Tasks

Tasks are an abstraction that represent some action to take at workflow execution time. Some examples are:

call a service
insert data into a database
do some transformation on a dataset
scrape a webpage

Task Types

There are four types of tasks currently supported:

python
bash
csip
http

Task Structure

A task has a common list of properties and structure amongst all the different types:

Property	Description	Type	Required
task	The task name, must be unique and a valid identifier (i.e. no spaces)	string	Y
python	Either an inline python string, or a path to a python file	string	At least one kind is required
bash	Either an inline bash string, or a path to a shell	string	At least one kind is required
http	a http url to make a request against, can be to a rest api, or just a normal website	string	At least one kind is required
csip	A url to a csip service	string	At least one kind is required
inputs	a object describing inputs to call the task with, the values can reference from other tasks or workflow variables	object	N
outputs	a list of outputs to capture from the tasks execution	string array	N
config	an optional configuration object, its available properties depend on the kind of task	object	N

Referencing Task data later in the workflow

Each orca task once completed persists its state for reuse later.

apiVersion: '1.0'
version: '0.1'
name: referencing task outputs
job:
    - task: get_today
      python: |
        import datetime
        today = datetime.datetime.utcnow()
      outputs:
        - today
    - task: print_today
      python: print(today)
      inputs: 
        today: task.get_today.today

In this example we are referencing the output specified by the get_today task by the string task.get_today.today Task state is namespaced under the task. directive and each tasks data is namespaced further under the task name.

Python Task

A python task is flexible and can be used in a number of different ways to suit different needs, these are: inline python external script * external module with function calls

Inline python example

This is the example we are familiar with at this point:

task: get_today
python: |
    import datetime
    today = datetime.datetime.utcnow()
outputs:
    - today

Here we are just writing our python inline to the task, this can be useful for very simple things but for more complex tasks, its recommended to either use a external script or a module to complete your python needs.
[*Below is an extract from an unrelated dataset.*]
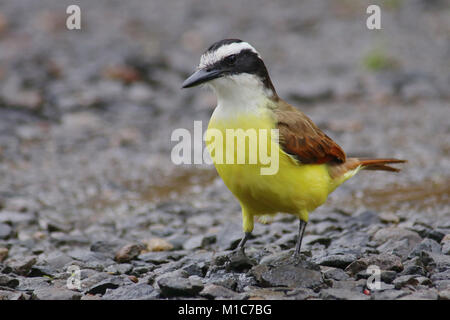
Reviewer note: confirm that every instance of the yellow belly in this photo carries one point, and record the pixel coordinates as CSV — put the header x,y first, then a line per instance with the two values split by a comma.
x,y
294,188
Here we can retrieve the today variable for use later in our workflow, just like we would be able to if we were writing all of this in a normal python script

External python script example

External scripts are useful for when you want to perform some action that does not have any inputs (right now external scripts do not support injecting inputs, but we are actively working to change this) given the python file scrape.py

import bs4
import requests
import datetime
today = datetime.datetime.utcnow()
forecast = 0
file = 'nwm.t{0}z.short_range.channel_rt'
url = 'https://nomads.ncep.noaa.gov/pub/data/nccf/com/nwm/prod/nwm.{0}/short_range/'
formatted_url = url.format(today.strftime("%Y%m%d"))
html = requests.get(formatted_url, headers={'Content-Type': 'text/plain'}).content
soup = bs4.BeautifulSoup(html, 'html.parser')
a_tags = soup.find_all('a')
fmt_file = file.format(str(forecast).zfill(2))
find_file = lambda f: f.get_text().startswith(fmt_file)
file_exists = len ( list ( filter ( find_file, a_tags ) ) ) > 0
print('file {0} is present ?  = {1}'.format(fmt_file, file_exists))

apiVersion: '1.0'
version: '0.1'
name: 'scrape nomads for netcdf file'
job:
  - task: scrape
    python: ./scrape.py
    outputs:
      - file_exists
  - if: task.scrape.file_exists
    do:
      - ...

External python modules

Another way to use the python task is to reference a python module and directly access functions in the module. To do this you must utilize a special configuration for the python task using the config object.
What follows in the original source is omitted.